Glowing particle may reveal how lightning is sparked

Around 2,500 people die in lightning strikes around India each year. — © AFP

By deploying a precisely aligned pair of laser beams, scientists from Austria can now hold a single aerosol particle in place and monitor how it charges up. The particle’s glow signals each step in its changing electrical state, revealing how electrons are kicked away and how the particle sometimes releases sudden bursts of charge. Such behaviors mirror what may be happening inside storm clouds. The technique could help explain how lightning gets its initial spark.

Aerosols are tiny droplets or solid particles suspended in the air, and they surround us constantly. Some are large enough to see, such as springtime pollen, while others, like viruses that circulate during flu season, are far too small for the human eye. A few can even be sensed by taste, including the fine salt particles carried on ocean winds.

Researchers have been studying the behaviour of ice crystals that form within clouds. To better understand how these crystals gather charge, the scientists have modelled aerosols made from very small, transparent silica spheres.

This is based on a technique that uses two intersecting laser beams to trap, stabilise, and electrically charge a single silica particle. This setup opens the door to new investigations into how cloud electrification begins and how lightning is sparked.

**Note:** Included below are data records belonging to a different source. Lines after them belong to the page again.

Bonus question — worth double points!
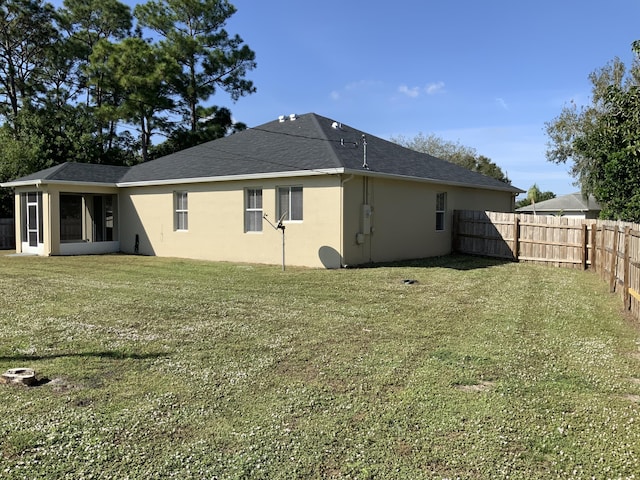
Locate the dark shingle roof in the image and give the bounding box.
[2,113,521,193]
[121,113,521,192]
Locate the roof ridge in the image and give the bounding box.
[308,112,346,168]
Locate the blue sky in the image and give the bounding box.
[212,0,640,195]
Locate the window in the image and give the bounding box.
[60,193,84,242]
[277,187,302,222]
[436,193,447,231]
[173,192,189,230]
[244,188,262,232]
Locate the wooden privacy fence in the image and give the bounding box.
[453,210,640,319]
[0,218,16,250]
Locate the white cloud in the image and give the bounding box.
[398,85,420,98]
[424,82,444,95]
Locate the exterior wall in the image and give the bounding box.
[344,177,513,265]
[120,175,342,268]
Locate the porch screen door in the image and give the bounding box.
[27,192,40,247]
[20,192,44,253]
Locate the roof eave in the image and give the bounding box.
[116,168,344,188]
[0,179,118,188]
[344,169,524,194]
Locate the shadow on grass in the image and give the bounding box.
[0,350,167,362]
[353,253,513,271]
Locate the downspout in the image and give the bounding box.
[42,186,52,257]
[338,174,353,267]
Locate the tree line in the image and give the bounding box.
[0,0,256,217]
[546,41,640,223]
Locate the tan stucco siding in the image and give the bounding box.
[344,177,513,265]
[120,175,340,268]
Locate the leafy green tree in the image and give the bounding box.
[516,183,556,208]
[391,133,511,184]
[546,42,640,222]
[0,0,59,125]
[58,0,133,106]
[88,37,177,161]
[150,106,247,159]
[134,0,256,132]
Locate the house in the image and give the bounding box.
[2,113,522,268]
[516,192,601,219]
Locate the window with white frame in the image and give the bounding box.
[173,192,189,230]
[436,192,447,231]
[244,188,262,232]
[277,187,302,222]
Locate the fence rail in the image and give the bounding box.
[0,218,16,250]
[453,210,640,319]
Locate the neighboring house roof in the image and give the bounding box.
[3,162,129,186]
[516,192,601,213]
[4,113,523,193]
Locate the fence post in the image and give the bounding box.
[609,225,618,293]
[622,226,631,310]
[451,210,460,253]
[600,223,607,280]
[590,223,598,272]
[513,215,520,262]
[580,223,589,270]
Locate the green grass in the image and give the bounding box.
[0,255,640,480]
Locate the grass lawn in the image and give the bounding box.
[0,255,640,480]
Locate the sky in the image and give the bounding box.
[208,0,640,199]
[53,0,640,199]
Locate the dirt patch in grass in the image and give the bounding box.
[455,382,495,393]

A lone particle held by lasers may reveal the hidden spark that starts lightning

Using green laser beams to cross a space and measuring the bouncing from mirror to mirror, the scientists began to detect a slow, steady hissing noise coming from an anti-vibration table. It was observed that the beams travel through a series of aligned parts before converging into two narrow streams that enter a sealed container.

Where they meet, the beams create a concentrated point of light that can hold small particles in place. These “optical tweezers” keep drifting aerosols suspended long enough to study them. When a particle is caught, a bright green flash appears, confirming that the trap has successfully grabbed a glowing, perfectly round aerosol particle.

It was later discovered that the particles gain charge through a “two-photon process.” What is special here relates to aerosol particles usually carrying almost no net charge, with electrons (negatively charged entities) orbiting within each atom. Laser beams are made of photons (particles of light travelling at the speed of light).

When two photons strike the particle at the same moment and are absorbed together, they can remove a single electron. Losing that electron gives the particle one unit of positive charge, and with continued exposure, the particle becomes progressively more positively charged.

As such, scientists can now precisely observe the evolution of one aerosol particle as it charges up from neutral to highly charged and adjust the laser power to control the rate. As the charge builds, the particle also begins to lose charge again in sudden, short bursts. These spontaneous discharges hint at behaviours that may occur naturally in the atmosphere.

High above, cloud particles may undergo similar cycles of charge build-up and release. Thunderstorm clouds contain a mix of ice crystals and larger chunks of ice. As these collide, they trade electrical charges. Over time, the cloud becomes so electrically imbalanced that lightning forms.

It is thought that the earliest spark of a lightning bolt could arise directly from charged ice crystals. Yet the exact mechanism behind lightning formation remains unresolved. The new research supports the idea that an electric field inside clouds appears too weak to initiate lightning on its own.

The research appears in the journal Physical Review Letters, titled “Using Optical Tweezers to Simultaneously Trap, Charge, and Measure the Charge of a Microparticle in Air.”